On 01/10/14 16:20, Daniel Cederman wrote:
I'm looking at GCC's libatomic, which provides software emulation of atomic
operations that are not supported by hardware. It does this by using a
compare-and-swap loop, or, failing that, using locks. At the moment it is not
selected for compilation for RTEMS since it requires operating system (or
architecture) support for the locks. It needs support for two types of
lock/unlock operations. Here is a cut-and-paste from the libatomic_i.h file in
libatomic:
>/* Locking for a "small" operation. In the bare-metal single processor
> cases this could be implemented by disabling interrupts. Thus the extra
> word passed between the two functions, saving the interrupt level.
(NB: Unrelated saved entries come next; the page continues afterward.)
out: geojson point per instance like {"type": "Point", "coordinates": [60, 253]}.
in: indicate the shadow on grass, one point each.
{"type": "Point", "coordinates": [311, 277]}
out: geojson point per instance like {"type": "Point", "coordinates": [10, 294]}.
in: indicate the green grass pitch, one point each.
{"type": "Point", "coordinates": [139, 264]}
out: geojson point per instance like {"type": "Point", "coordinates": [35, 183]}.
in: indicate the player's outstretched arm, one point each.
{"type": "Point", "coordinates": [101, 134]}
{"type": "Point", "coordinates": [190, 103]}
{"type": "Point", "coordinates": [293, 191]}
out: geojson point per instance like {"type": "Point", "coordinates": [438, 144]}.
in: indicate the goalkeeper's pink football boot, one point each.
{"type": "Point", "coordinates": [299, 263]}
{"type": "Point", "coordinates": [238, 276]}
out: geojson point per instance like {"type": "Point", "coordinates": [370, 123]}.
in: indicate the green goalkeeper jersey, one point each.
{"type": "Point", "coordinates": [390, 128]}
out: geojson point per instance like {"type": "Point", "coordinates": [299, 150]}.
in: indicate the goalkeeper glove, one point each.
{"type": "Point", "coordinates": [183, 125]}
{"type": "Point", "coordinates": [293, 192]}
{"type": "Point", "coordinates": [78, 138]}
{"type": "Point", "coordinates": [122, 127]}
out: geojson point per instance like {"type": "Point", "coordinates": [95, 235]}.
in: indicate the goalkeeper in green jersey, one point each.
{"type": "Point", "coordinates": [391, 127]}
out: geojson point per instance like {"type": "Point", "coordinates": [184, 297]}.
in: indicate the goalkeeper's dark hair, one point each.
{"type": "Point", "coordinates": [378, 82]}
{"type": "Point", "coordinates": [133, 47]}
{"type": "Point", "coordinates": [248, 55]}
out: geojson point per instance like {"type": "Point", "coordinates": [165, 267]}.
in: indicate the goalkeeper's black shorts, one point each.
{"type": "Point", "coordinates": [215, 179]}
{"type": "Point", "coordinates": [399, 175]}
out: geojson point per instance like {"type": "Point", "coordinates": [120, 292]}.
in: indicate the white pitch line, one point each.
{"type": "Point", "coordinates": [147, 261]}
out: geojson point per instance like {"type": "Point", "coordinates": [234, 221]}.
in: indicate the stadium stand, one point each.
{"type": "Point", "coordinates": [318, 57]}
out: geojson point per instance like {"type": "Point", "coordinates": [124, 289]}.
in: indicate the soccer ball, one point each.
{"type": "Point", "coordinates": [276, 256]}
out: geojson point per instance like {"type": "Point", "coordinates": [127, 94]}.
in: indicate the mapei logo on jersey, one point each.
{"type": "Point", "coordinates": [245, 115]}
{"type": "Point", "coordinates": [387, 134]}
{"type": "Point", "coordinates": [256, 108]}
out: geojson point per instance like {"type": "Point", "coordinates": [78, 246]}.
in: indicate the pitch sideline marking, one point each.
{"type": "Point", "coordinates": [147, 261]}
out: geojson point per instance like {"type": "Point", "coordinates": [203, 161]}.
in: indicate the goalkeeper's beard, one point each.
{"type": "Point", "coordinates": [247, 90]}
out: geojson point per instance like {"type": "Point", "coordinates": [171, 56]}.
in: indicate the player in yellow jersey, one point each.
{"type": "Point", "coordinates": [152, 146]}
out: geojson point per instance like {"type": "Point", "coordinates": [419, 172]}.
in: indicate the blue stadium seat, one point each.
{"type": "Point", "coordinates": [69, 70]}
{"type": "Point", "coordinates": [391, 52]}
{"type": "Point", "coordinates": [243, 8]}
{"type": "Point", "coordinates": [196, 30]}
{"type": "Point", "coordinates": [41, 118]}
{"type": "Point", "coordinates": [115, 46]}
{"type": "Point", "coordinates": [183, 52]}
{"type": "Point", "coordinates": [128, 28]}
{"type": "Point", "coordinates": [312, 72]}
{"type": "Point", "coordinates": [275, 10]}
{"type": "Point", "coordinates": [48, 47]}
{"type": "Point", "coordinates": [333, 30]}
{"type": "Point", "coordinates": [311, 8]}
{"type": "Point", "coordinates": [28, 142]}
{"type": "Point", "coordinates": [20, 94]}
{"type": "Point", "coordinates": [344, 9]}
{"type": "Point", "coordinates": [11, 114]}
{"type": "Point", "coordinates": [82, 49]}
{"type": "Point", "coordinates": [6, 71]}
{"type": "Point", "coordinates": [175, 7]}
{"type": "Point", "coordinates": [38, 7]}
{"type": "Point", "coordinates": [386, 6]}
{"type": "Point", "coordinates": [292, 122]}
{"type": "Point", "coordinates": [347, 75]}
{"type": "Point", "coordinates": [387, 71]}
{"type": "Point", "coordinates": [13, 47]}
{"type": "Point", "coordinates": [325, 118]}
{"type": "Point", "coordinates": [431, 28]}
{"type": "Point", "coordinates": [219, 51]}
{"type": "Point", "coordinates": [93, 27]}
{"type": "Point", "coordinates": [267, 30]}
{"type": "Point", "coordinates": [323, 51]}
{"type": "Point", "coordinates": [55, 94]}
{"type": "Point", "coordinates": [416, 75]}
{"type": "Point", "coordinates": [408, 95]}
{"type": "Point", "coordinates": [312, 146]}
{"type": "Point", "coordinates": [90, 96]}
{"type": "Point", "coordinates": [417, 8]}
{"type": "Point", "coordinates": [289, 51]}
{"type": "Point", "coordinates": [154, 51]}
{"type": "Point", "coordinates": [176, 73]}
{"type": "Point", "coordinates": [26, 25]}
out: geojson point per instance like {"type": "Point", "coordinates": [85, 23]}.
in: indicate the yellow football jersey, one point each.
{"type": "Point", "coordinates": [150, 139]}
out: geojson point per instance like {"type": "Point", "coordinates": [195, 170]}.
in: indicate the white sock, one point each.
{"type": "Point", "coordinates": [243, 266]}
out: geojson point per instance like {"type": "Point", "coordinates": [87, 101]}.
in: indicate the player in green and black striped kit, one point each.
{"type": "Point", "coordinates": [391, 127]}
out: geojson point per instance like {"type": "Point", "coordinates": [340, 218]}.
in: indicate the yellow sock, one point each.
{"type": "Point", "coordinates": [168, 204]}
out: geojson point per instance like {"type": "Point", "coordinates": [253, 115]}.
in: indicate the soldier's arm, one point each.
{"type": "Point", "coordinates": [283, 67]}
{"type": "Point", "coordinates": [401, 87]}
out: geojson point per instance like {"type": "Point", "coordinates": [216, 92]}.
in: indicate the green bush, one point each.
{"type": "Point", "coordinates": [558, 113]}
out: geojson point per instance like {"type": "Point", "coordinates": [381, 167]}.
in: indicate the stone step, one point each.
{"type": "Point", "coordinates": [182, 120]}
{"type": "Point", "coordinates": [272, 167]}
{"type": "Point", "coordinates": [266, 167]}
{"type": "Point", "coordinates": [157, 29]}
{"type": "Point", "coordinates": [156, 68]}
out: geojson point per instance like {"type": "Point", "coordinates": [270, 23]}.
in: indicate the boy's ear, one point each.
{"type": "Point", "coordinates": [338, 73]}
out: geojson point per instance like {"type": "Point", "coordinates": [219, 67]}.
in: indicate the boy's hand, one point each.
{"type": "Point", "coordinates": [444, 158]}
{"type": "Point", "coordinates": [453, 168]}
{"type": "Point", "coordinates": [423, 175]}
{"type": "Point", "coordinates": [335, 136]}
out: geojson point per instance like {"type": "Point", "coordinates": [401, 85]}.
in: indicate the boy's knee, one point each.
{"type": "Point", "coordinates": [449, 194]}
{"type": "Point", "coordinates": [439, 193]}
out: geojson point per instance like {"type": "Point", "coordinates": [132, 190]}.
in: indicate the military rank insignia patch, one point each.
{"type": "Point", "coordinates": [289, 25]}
> It is assumed that the object being locked does not cross the locking
> granularity.
>
> Not actually declared here so that they can be defined static inline
> in a target-specfic <host-config.h>.
>
>UWORD protect_start (void *ptr);
>void protect_end (void *ptr, UWORD);
>*/
>
>/* Locking for a "large' operation. This should always be some sort of
> test-and-set operation, as we assume that the interrupt latency would
> be unreasonably large. */
>void libat_lock_n (void *ptr, size_t n);
>void libat_unlock_n (void *ptr, size_t n);
Yes, libatomic is for targets lacking proper hardware atomic operations. So
protect_start/end() should use rtems_interrupt_disable/enable(). For
libat_lock_n/unlock_n() you can simply use the allocator lock for example.
I would not put too much time into this. Who needs this stuff?